The ironically named Capitalist Worker spent £50,313, including targeting Facebook ads at men aged between 18 and 34 in the Labour ‘red wall’ seats that were key to the Conservatives’ election strategy. The campaign was run by a pair of young political operatives, Maximilian and Conrad Young, alongside a veteran former Brexit Party MEP and Conservative member of the Scottish Parliament, Brian Monteith.

When openDemocracy called Monteith for comment he asked for questions to be texted to him. He has yet to respond.

The public has a right to know who seeks to influence their vote and the relationship between campaign benefactors and those they seek to install in high office.

Steve Goodrich, senior research manager, Transparency International

A ‘pro-civility’ group fronted by former Labour MP Ian Austin spent more than £134,000. Mainstream UK, which hired PR firm Public First, ran numerous polls as well as Facebook ads targeting Labour, although the group’s Facebook page only attracted 280 “likes”. Its last post was on election day.

Mainstream UK – which was registered as MTCAE Limited – did not return any spending declaration at all.

Another third-party group, the Campaign Against Corbynism, spent more than £100,000. Daily Express journalist James Bickerton said he founded the group in the summer of 2019 after becoming convinced Labour “had been taken over by people with an at best questionable attachment to core liberal-democratic values”. The campaign, which is still active on Twitter, did not declare any individual donations but recorded receiving more than £134,000 in total. Bickerton has yet to respond to requests for comment.

The biggest-spending non-party campaign, though, was Working 4 UK Ltd, which reported raising more than £200,000 in donations but again gave no details of its donors. The campaign, set up in the name of Bromley Conservative councillor Suraj Sharma, spent almost £190,000 in the weeks leading up to the 2019 general election.

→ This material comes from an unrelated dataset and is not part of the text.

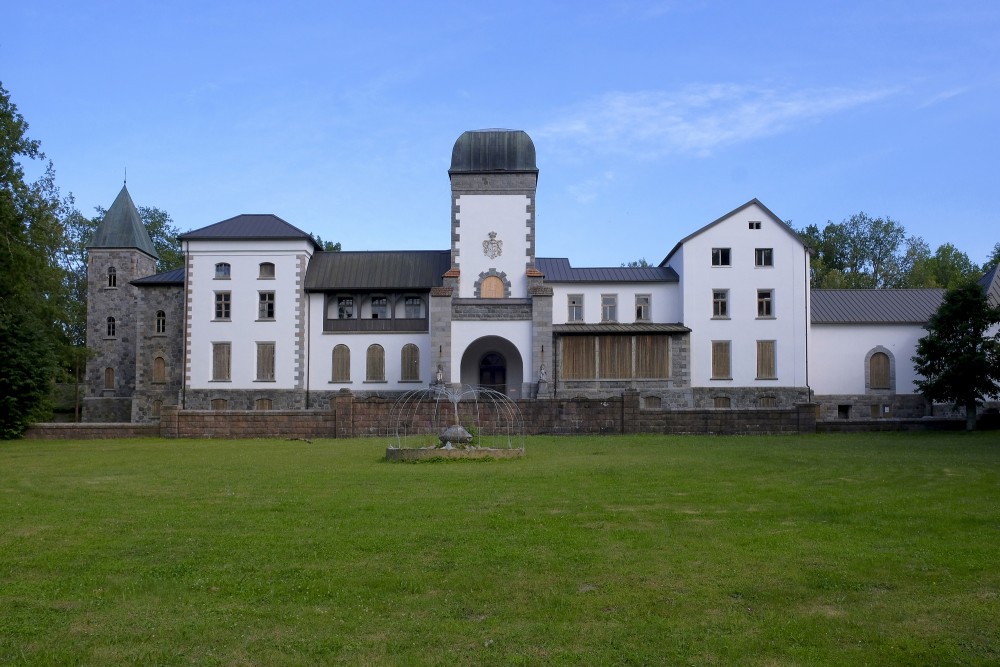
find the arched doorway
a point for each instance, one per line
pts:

Between them the Campaign Against Corbynism and Working 4 UK Ltd spent over £120,000 on election material with Untrodden Path Ltd, a company run by Jon Dobinson, a pro-Brexit campaigner who is listed as a director of the UK outpost of World4Brexit, the short-lived campaign set up by Nigel Farage.

Dobinson is now a prominent critic of the British government’s COVID response. In September, he set up an anti-lockdown campaign called Restore the Balance to “put an end to the panic-driven policies that are doing so much damage to our lives”.

‘Left in the dark’

Responding to openDemocracy’s findings, Willie Sullivan, senior director at the Electoral Reform Society, said: “Voters are being left in the dark about who is funding our politics, by out-of-date campaign rules and lax enforcement. There is a serious and sustained lack of transparency about who is steering our political debate.

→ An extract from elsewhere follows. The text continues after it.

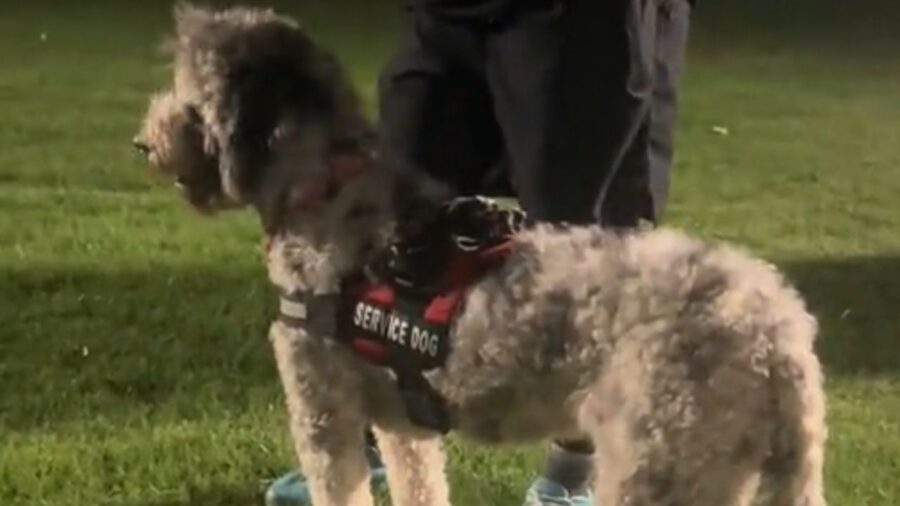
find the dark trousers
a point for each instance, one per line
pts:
(568, 105)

“The public urgently need openness from all campaigners. Transparency, fairness and accountability in political campaigning are vital, but as countless stories like this show, the current system is an unregulated Wild West. Meanwhile the fines for wrongdoing are seen as the cost of doing business.

“Despite repeated calls for reform – from parliamentary committees to civil society groups and voters – almost no action has been taken. Ministers must close the loopholes that allows millions to be spent on political influencing with almost no scrutiny.”

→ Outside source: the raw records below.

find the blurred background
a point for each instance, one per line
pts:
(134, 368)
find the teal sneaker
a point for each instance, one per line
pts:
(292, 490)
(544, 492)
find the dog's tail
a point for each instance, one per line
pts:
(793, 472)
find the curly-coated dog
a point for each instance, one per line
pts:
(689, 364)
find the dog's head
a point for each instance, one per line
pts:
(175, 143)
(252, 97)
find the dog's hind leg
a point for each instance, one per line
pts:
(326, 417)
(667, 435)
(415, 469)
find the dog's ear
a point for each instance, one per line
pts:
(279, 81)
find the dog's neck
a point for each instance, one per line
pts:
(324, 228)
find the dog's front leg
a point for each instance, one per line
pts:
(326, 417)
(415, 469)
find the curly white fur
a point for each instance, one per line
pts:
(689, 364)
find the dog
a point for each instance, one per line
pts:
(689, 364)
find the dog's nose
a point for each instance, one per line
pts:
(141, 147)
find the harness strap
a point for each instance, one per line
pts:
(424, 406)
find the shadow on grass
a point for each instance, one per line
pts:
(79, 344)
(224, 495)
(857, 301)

Steve Goodrich, senior research manager at Transparency International, said: “Disclosing the provenance of political contributions is a core tenet of British electoral law, and for good reason.

“The public has a right to know who seeks to influence their vote and the relationship between campaign benefactors and those they seek to install in high office, yet currently it is far too easy for money of unknown origin to enter our democracy. There needs to be much greater levels of transparency over money in politics.”